文部科学省は、虐待や育児放棄、経済的な困窮など深刻な問題を抱える家庭の保護者や子どもに対し、専門的な見地で対応をするため、2008年度から公立小中学校で活動する「スクールソーシャルワーカー」を全都道府県計141地域に配置することを決めた。

すでにスクールソーシャルワーカーを導入している地域としては香川、兵庫、大阪などがあるが、この実績を踏まえて全国に導入を広げようということだろう。

報道記事によれば「スクールソーシャルワーカーの主な役割は学校と関係機関との仲介。深刻な問題を抱えた保護者や子どもの実態を把握した上で、個々の状況に応じ福祉施設や警察、ボランティア団体などに協力を要請する。生活保護や就学援助の申請手続きを助言することなども想定している」とのことである。

その背景には不登校やいじめ、暴力行為など子どもの問題行動には家庭環境が影響しているケースも多く、教員だけでは十分対応できない状況も増えている、という問題がある。

スクールソーシャルワーカーが公立小中学校で活動することによって学校を起点にした恒常的な専門家の協力を得られる仕組みを整えることができ、それぞれの家庭状況に合った対応を可能にすると同時に、教員の負担を軽減する狙いもあるとされている。
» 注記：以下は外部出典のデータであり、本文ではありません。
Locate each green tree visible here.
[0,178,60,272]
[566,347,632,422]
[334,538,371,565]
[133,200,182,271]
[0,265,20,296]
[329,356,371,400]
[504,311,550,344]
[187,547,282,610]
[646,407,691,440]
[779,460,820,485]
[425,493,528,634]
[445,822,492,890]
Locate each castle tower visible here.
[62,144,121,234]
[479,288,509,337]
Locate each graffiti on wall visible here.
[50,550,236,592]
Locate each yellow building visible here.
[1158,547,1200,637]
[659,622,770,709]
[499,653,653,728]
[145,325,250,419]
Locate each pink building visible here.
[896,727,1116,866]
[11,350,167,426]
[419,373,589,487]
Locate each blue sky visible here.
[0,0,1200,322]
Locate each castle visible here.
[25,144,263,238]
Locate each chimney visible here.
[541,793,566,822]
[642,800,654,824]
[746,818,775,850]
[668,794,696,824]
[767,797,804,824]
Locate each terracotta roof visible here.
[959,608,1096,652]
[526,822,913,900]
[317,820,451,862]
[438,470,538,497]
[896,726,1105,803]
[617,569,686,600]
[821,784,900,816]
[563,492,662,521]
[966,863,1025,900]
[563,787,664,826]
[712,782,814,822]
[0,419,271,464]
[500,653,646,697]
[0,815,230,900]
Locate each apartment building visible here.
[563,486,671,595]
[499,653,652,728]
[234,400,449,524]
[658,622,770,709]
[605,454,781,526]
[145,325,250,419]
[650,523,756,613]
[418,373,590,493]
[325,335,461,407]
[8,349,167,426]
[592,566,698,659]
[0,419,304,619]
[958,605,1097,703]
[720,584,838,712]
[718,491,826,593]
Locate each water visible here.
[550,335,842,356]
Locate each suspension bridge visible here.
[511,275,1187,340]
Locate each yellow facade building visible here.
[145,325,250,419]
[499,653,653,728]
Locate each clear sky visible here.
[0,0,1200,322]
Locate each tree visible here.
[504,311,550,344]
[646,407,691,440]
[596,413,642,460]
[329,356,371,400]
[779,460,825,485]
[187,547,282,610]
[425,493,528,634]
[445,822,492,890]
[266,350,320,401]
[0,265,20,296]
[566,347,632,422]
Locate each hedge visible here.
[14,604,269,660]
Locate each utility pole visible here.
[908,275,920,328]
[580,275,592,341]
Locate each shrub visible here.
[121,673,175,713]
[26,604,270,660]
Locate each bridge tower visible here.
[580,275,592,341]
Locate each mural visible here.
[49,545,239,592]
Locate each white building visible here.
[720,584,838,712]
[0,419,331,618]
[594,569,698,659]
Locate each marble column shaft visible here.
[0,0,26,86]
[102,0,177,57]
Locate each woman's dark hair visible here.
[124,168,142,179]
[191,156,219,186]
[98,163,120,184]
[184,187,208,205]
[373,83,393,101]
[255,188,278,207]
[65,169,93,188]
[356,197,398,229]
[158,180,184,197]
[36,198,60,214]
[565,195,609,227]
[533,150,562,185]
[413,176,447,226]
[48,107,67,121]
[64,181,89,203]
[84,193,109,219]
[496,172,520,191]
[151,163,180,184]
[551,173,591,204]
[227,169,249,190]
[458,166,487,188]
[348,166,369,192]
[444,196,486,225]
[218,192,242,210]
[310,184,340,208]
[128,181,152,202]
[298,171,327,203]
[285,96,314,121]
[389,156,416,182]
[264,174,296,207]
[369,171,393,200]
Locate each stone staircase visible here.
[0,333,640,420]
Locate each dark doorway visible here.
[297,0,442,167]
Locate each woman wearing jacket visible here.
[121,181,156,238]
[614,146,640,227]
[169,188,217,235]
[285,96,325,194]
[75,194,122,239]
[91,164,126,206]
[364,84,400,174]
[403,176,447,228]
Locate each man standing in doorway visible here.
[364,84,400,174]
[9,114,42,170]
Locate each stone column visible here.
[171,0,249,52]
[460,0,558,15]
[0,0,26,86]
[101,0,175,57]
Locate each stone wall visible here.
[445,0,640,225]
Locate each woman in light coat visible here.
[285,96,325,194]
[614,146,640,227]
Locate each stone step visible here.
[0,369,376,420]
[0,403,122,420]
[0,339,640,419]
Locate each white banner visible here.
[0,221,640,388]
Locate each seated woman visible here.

これは教員の能力が衰えてきたというより、より専門的な対応が必要な様々な社会的要因が複雑化して教育の専門家だけでは対応しきれない問題が生じているということであろう。それだけ社会が病んでいるともいえなくもないし、格差社会をはじめとした現代社会の「新たな貧困」の闇の部分が子供達を巡る状況にも影響してきているということであろう。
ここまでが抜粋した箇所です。